Di pasar Komoditas, Harga emas naik 0,47 persen ke 3.995 dolar AS per troy ounce, minyak mentah ICE Brent turun 1,01 persen ke 65 dolar AS per barel, dan batu bara Newcastle stabil di 105 dolar AS per ton.
3. Stimulus ekonomi tambahan segera diumumkan

Menteri Keuangan (Menkeu) Purbaya Yudhi Sadewa mengungkapkan, pemerintah masih menyiapkan tambahan stimulus ekonomi untuk kuartal III-2025. Pengumuman akan disampaikan oleh Menteri Koordinator (Menko) Perekonomian Airlangga Hartarto. Dia menegaskan anggaran tambahan tersebut sudah dipastikan mencukupi kebutuhan yang telah direncanakan pemerintah untuk menjaga daya dorong ekonomi.
"Nanti biar Pak Menko Perekonomian mengumumkan. Tapi ada lagi jadi kalau saya ditanya berapa, bertambah terus pokoknya, cukup," katanya di Kantor Lembaga Penjamin Simpanan (LPS), Jakarta, Rabu (8/10).
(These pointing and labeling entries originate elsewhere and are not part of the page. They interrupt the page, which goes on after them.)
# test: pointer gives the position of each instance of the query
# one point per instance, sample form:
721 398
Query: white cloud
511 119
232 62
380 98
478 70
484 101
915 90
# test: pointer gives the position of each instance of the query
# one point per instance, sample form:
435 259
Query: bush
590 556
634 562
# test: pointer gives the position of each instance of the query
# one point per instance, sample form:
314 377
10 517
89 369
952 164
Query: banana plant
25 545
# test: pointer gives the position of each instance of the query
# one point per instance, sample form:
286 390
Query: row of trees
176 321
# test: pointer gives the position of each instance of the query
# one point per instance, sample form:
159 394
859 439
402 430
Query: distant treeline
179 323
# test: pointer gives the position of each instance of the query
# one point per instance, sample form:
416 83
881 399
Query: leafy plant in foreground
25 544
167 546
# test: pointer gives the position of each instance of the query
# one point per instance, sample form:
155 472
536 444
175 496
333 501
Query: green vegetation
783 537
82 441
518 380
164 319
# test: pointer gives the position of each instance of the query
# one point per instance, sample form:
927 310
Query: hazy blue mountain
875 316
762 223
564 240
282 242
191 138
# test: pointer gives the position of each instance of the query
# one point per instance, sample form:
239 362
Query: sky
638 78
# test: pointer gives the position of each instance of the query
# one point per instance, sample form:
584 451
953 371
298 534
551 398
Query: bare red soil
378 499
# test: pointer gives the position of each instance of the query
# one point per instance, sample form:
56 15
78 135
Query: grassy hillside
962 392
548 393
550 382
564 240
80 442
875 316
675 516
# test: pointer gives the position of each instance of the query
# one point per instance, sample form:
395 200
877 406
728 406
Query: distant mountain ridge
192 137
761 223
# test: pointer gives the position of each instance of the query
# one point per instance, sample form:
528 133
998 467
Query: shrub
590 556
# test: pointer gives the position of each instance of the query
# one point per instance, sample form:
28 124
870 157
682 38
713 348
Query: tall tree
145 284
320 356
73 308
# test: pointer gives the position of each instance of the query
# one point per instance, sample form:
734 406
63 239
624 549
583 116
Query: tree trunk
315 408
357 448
Purbaya menyampaikan pembahasan stimulus masih dilakukan oleh tim teknis lintas kementerian. Dia memperkirakan hasil diskusi dapat difinalkan dalam waktu dekat dan diumumkan pada minggu depan. Rencana pengumuman bisa dilakukan sekitar tanggal 17 atau 18 Oktober mendatang.
"Nanti nggak tahu apa tanggal Jumat depan tanggal 18 ya, apa dikeluarkan di situ sekaligus. Saya nggak tahu tapi mungkin tanggal 17 paling lambat sudah diumumkan semuanya," paparnya.